The chair has the right to co-opt additional members to provide specialist expertise.

Accountability and reporting of proceedings

  • The CEC will be constituted as a subcommittee of the CNWL Clinical Governance committee.
  • The discussions of each meeting will be summarised and anonymised so that :
    • They may be tabled at meetings of the clinical governance committee
    • They may be accessed by clinicians as an educational tool
  • The detail of the discussion will remain privy to the participants. The committee would divulge information to management only when there was a clear breach of the law
  • An audit tool is currently being designed to determine the usefulness to clinicians of the committee.
  • The CEC will continue to link with ETHOX, other CECs and other relevant organizations. In this way, the committee will continue to learn about ways of working which best support clinical decision-making.

Resource Implications

There are four areas with resource requirements:

1. Administration
Administration is required for: accurate minute-taking, telephone and email liaison with group members, clinicians and outside organizations, maintenance of a database, arranging training and education, carrying out audit, dissemination of information Trust-wide, input into Intranet etc.. It is expected that 4 sessions per week are required.

2. Education and Training
Although some members will have training in medical ethics, a basic level of knowledge for all members will assist the effectiveness of the CEC. This might best take the form of an annual training day, with initial training upon the commencement of the committee. Costs would involve the trainer/facilitator of such days. Access to key literature may also involve a small cost.

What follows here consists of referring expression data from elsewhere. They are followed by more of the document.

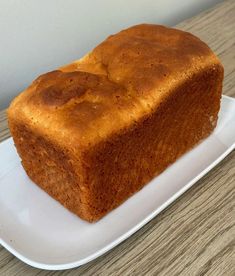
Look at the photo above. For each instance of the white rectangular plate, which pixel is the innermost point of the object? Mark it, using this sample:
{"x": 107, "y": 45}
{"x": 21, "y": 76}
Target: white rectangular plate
{"x": 39, "y": 231}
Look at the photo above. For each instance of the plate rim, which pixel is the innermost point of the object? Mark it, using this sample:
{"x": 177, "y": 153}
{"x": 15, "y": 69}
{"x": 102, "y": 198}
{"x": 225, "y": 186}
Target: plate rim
{"x": 125, "y": 235}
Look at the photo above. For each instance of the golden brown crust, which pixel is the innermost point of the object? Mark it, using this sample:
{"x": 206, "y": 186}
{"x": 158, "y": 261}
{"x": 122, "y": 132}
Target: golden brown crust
{"x": 124, "y": 78}
{"x": 118, "y": 116}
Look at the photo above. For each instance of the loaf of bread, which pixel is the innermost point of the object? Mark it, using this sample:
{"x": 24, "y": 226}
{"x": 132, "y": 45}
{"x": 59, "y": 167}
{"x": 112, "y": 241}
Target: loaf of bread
{"x": 94, "y": 132}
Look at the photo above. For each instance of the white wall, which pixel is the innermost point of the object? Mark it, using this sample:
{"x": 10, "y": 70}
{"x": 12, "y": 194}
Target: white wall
{"x": 40, "y": 35}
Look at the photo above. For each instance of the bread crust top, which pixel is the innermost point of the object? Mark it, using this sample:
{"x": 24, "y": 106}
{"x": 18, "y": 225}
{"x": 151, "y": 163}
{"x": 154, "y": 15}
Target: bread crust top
{"x": 122, "y": 80}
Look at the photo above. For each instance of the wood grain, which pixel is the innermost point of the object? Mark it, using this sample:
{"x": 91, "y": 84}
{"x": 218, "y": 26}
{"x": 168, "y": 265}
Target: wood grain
{"x": 196, "y": 234}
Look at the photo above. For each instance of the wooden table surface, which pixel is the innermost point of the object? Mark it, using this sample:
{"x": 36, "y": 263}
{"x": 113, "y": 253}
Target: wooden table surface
{"x": 196, "y": 234}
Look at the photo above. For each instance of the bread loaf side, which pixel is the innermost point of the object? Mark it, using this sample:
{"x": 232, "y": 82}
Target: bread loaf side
{"x": 94, "y": 132}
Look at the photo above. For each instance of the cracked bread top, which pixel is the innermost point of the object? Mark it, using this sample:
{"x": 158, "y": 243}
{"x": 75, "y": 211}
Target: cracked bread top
{"x": 122, "y": 80}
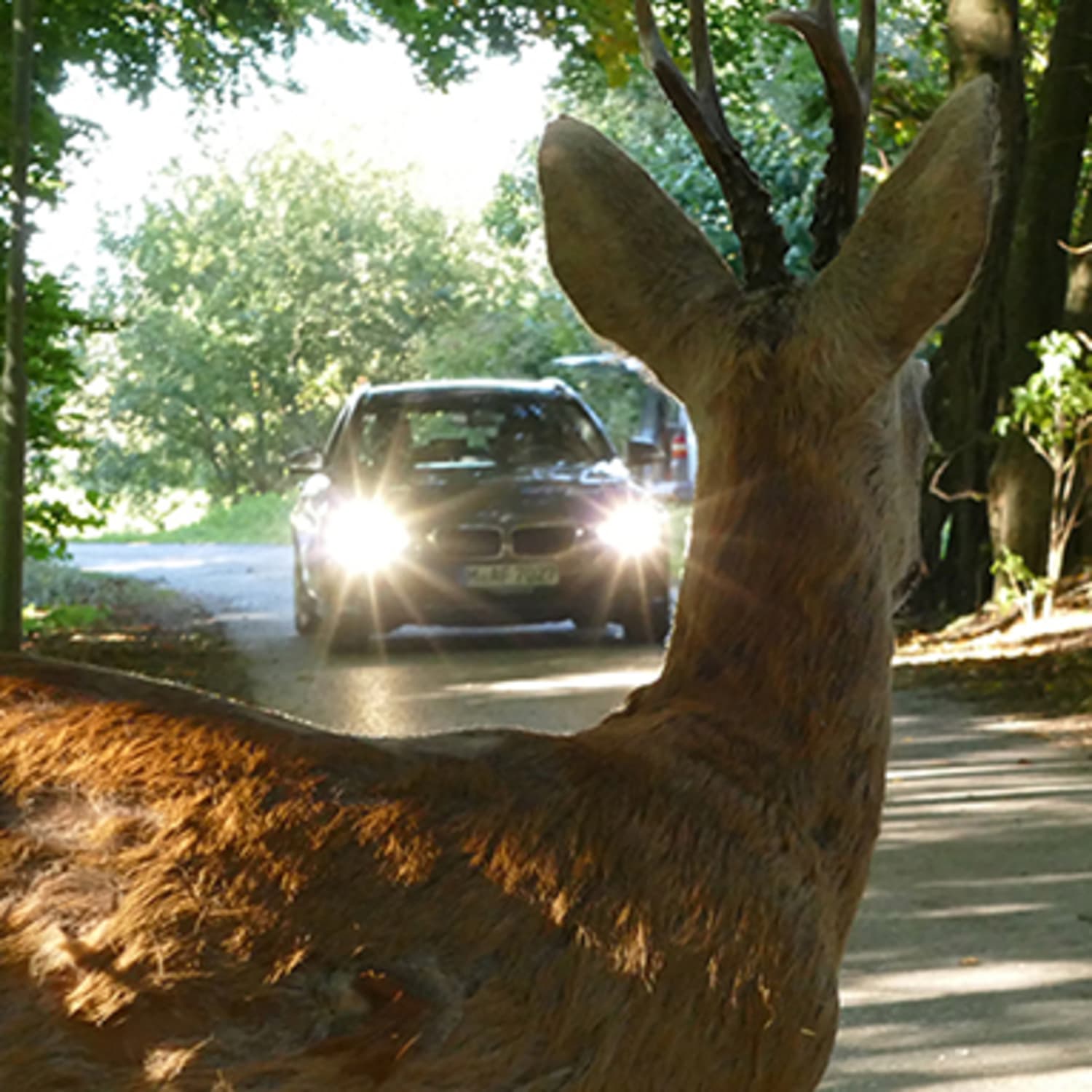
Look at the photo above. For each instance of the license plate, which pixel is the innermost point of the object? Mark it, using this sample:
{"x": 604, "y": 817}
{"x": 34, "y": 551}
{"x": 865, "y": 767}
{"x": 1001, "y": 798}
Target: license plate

3. Honorarium payment to members
The chair will receive an honorary payment.

Trust employees would be expected to participate in this committee voluntarily. However, whilst our sense is that we are unlikely to have to pay for the services of other participants at this time, such payment may be required in the future.

4. Sundries
To include coffee facilities, possible remuneration of transport costs for any unemployed members, and other minor expenses as they arise.